The Supreme Court’s decision upholding the Second Amendment, and striking down the District of Columbia’s handgun ban and the ban on the use of any firearm for self-defense in the home, is solidly reasoned. Although the case leaves ample room for moderate gun control laws, the case casts doubt on the continuing validity of a variety of other gun prohibitions.We'll be talking to Dave later today on DRTV.

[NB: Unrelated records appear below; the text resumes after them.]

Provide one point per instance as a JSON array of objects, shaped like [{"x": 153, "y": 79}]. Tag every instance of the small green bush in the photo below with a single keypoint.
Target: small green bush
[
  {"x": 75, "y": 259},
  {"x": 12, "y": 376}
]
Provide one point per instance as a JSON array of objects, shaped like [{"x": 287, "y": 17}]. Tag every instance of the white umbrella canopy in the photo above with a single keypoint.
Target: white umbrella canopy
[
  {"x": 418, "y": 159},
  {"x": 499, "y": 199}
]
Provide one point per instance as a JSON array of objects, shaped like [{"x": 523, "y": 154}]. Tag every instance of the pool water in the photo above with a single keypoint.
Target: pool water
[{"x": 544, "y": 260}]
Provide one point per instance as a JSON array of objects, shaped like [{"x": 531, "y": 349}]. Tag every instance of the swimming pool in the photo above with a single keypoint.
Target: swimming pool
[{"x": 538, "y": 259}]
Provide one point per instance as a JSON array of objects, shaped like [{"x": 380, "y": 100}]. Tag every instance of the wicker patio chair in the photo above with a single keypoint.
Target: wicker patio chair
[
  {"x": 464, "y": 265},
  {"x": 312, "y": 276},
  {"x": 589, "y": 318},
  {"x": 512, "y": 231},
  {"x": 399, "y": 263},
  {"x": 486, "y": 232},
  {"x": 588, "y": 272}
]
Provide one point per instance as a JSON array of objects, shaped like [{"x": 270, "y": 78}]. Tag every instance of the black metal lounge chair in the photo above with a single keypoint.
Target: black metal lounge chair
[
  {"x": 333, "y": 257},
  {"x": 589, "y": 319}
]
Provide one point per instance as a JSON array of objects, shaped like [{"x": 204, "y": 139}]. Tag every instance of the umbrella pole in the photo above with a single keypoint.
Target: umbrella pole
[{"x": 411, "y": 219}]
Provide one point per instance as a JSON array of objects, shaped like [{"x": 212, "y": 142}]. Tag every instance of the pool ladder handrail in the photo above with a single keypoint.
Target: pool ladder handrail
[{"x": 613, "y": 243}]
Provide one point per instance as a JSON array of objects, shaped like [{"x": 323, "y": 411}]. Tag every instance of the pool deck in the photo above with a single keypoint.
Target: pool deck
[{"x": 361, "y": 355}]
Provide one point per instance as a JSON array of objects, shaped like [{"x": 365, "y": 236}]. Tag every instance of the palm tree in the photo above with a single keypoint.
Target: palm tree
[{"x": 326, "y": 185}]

Justice Scalia, who has long shown an interest in firearms law and policy, wrote the majority opinion, joined by Chief Justice Roberts and Justices Thomas, Kennedy, and Alito. A dissent written by Justice Stevens, and joined by Justices Souter, Ginsburg, and Breyer argued that the Second Amendment protects only an individual right of vanishingly small proportions — the right of a militiaman not to be disarmed by the federal government when he is on active militia duty. Justice Breyer wrote a separate dissent, joined by the other three dissenters, arguing that even if the Second Amendment protects all law-abiding citizens, the handgun ban should be upheld because it is reasonable.

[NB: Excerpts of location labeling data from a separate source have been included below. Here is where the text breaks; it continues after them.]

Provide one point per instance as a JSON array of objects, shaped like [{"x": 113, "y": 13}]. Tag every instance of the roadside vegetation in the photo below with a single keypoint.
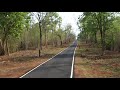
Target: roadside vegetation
[
  {"x": 25, "y": 43},
  {"x": 98, "y": 49}
]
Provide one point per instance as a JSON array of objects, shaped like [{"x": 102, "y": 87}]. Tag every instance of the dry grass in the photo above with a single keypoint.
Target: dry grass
[
  {"x": 96, "y": 68},
  {"x": 18, "y": 63}
]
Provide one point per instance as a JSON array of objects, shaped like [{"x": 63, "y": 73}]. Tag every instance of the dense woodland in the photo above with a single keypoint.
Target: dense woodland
[
  {"x": 18, "y": 31},
  {"x": 101, "y": 29}
]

Today the law-abiding citizens of D.C. regained their right to defend themselves in their home, and to use the most suitable defensive arm for that purpose. But the bigger winner today was the Constitution itself, vindicated by a majority decision which was faithful to the Constitution’s text, and to the spirit of liberty which animated the American people who drafted and ratified the Second Amendment.